この記事を読むことで、風呂で寝る原因を知ることができ、適切な対策法が実践できます。風呂で寝てしまうことが多いという方は、ぜひ参考にしてください。

風呂で寝る原因とは?

湯船につかると眠たくなる・風呂で寝ることが多くなったなどの状態は、注意すべきことです。放置すれば、意識がないまま湯船の中にもぐってしまい溺れ死ぬ可能性があります。風呂で寝ることのないように、原因などをチェックしておきましょう。

1-1.眠くなる原因とは

風呂で眠くなるのは、一体何が原因なのでしょうか。考えられる原因をいくつかピックアップしてみましたので、ぜひ参考にしてください。

1-1-1.血圧の低下

1番に考えられるのは、血圧の低下です。湯船につかると体が温まり、同時に血管が拡張します。血管が拡張すれば血圧が下がり、脳に十分な血液が回らなくなるのです。脳が血液不足状態に陥ってしまうと、意識障害が起こり、眠くなるという流れになります。特に、高血圧の方は血圧が急激に低下するため、失神するリスクも高まるでしょう。

1-1-2.血圧低下によるリラックス状態

湯船につかる時間が、1番のリラックスタイムとなっている方は多いでしょう。しかし、血圧の急激な低下によるリラックス状態は非常に危険です。一般的な睡眠は、筋肉の緊張がほどよくほぐれ、脳が睡眠物質であるメラトニンを分泌しています。けれども、血圧低下によるリラックス状態は、意識障害の始まりです。立ちくらみと同じように気持ちよくなるからこそ、眠気がやってきます。入浴中の眠気と一般的な眠気は異なるものであることを、覚えておきましょう。

1-1-3.熱過ぎる湯温

湯の温度が熱過ぎるのも、入浴中に寝る原因の1つです。急激に体が温まるため、血管が広がるスピードも速まります。そのため、血圧が下がりやすくなるのです。42℃以上の湯につかったときは、血圧が上昇しやすい傾向があるので気をつけてください。

1-2.寝てしまうのはいいか、悪いか

「気持ちいいから寝るのは仕方がない」「寝ても気をつけておけば問題ない」と、甘く考えてはいけません。寝てしまうのはいいか、それとも悪いのか、説明します。

1-2-1.疲れとの関係

体が疲れていると自律神経の交感神経が活性化し、自律神経が乱れます。

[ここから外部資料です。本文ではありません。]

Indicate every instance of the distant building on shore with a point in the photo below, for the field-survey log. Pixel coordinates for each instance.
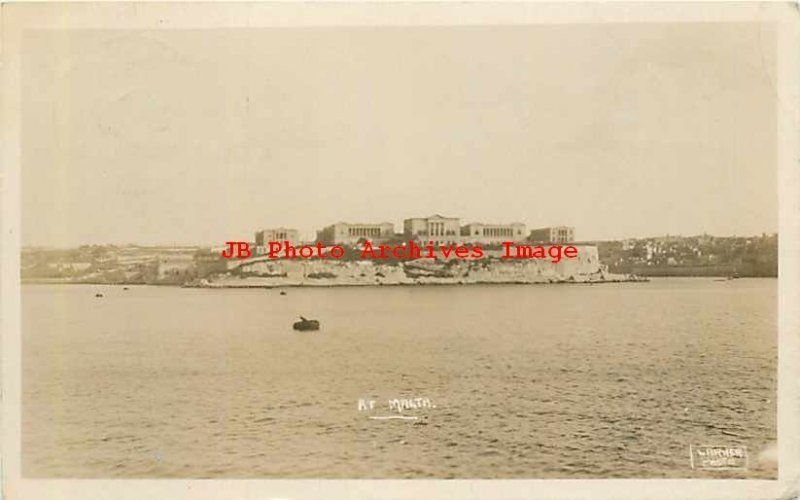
(264, 236)
(343, 233)
(493, 233)
(436, 228)
(554, 234)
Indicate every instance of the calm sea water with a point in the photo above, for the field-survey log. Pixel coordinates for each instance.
(574, 381)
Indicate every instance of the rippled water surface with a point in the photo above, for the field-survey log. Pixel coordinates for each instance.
(613, 380)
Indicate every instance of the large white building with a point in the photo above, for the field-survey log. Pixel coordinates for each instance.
(279, 234)
(493, 233)
(343, 233)
(436, 228)
(555, 234)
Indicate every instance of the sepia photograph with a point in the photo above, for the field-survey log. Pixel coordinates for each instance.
(403, 242)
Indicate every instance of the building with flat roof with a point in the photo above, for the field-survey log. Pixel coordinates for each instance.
(279, 234)
(554, 234)
(344, 233)
(436, 228)
(489, 234)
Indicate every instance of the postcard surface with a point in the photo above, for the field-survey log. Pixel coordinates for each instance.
(468, 248)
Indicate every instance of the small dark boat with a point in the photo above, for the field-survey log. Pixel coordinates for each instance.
(306, 324)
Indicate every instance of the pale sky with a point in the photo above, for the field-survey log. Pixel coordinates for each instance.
(201, 137)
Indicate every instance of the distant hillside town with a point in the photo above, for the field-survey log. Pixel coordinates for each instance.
(703, 255)
(662, 256)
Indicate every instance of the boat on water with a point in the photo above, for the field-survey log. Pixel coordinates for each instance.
(306, 324)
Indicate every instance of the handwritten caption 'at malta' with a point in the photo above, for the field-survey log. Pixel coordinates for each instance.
(396, 405)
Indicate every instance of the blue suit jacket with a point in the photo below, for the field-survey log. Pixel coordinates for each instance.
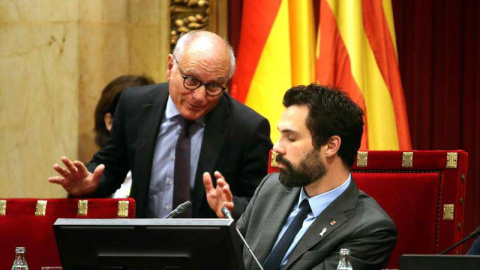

自律神経が乱れているときに、誤った入浴をすれば、めまいがずっと続き、起き上がれないほどひどくなる恐れもあるのです。入浴中の眠気は、疲れが大きく関係している可能性があります。疲れが癒(い)えるかどうかは、入浴の方法がポイントになるでしょう。

1-2-2.高齢者について

高齢者の場合は、特に気をつけておかなければなりません。寒くなる冬場は、冷えた体と湯船の温度差が激しくなり、血管が広がりやすく血圧が下がりやすくなります。実際に、1人暮らしの高齢者が湯船の中で寝てしまい、そのままおぼれて亡くなったケースも起きているようです。さらに、脱衣所との温度差によるヒートショックにも注意してください。脳の血流が低下して、脳梗塞・心臓発作を起こすリスクが高まります。

風呂で寝る危険性について

風呂で寝ないように意識を高めるためには、危険性をきちんと把握することが大切です。風呂で寝ることの危険や注意が必要な人などについて説明します。

2-1.どんな危険性があるか

あなたが考えているよりも、風呂で寝る行為は危険です。一体、どのくらい危険なのか、一緒に確認していきましょう。

2-1-1.風邪を引く

風呂は体を温める効果がありますが、長時間の入浴は、逆に体を冷やしてしまいます。長風呂をして風邪を引いたという方も、多いのではないでしょうか。また、風邪だけでなく、体に疲労がたまるデメリットもあります。湯の中では体温が下がらないため、汗を出して下げようとするでしょう。体温が下がらない→汗をかく→下がらない→汗をかくという悪循環に陥り、疲労がたまるというわけです。

2-1-2.おぼれる

風呂で寝る行為において、最も危険視されているのがおぼれることです。意識を失った場合、体が湯船の中に沈み込んでしまいます。最終的に、全身が湯船の中に入り、呼吸ができなくなるのです。自分が気づかないうちにおぼれて、亡くなったというニュースをよく聞きます。

2-1-3.血圧

入浴の際、血圧の急激な変化に注意しなければなりません。入浴中の眠気は、血圧の低下となるため注意が必要です。最高血圧が100以下になると、脳に血液が行き届くなってしまいます。意識障害の始まりとなるため、血圧低下を防ぐ入浴法が大切です。

2-1-4.のぼせ

熱い湯に数時間つかり続けた結果、のぼせた……という方も多いのではないでしょうか。のぼせは、体が温まり、血管の拡張・血流増加によって起こる症状です。顔がほてる・頭がぼーっとする・立った瞬間に立ちくらみがするなどが、のぼせの1種として挙げられます。のぼせた結果、浴室で倒れる危険もあるため、熱い湯における長時間入浴は危険です。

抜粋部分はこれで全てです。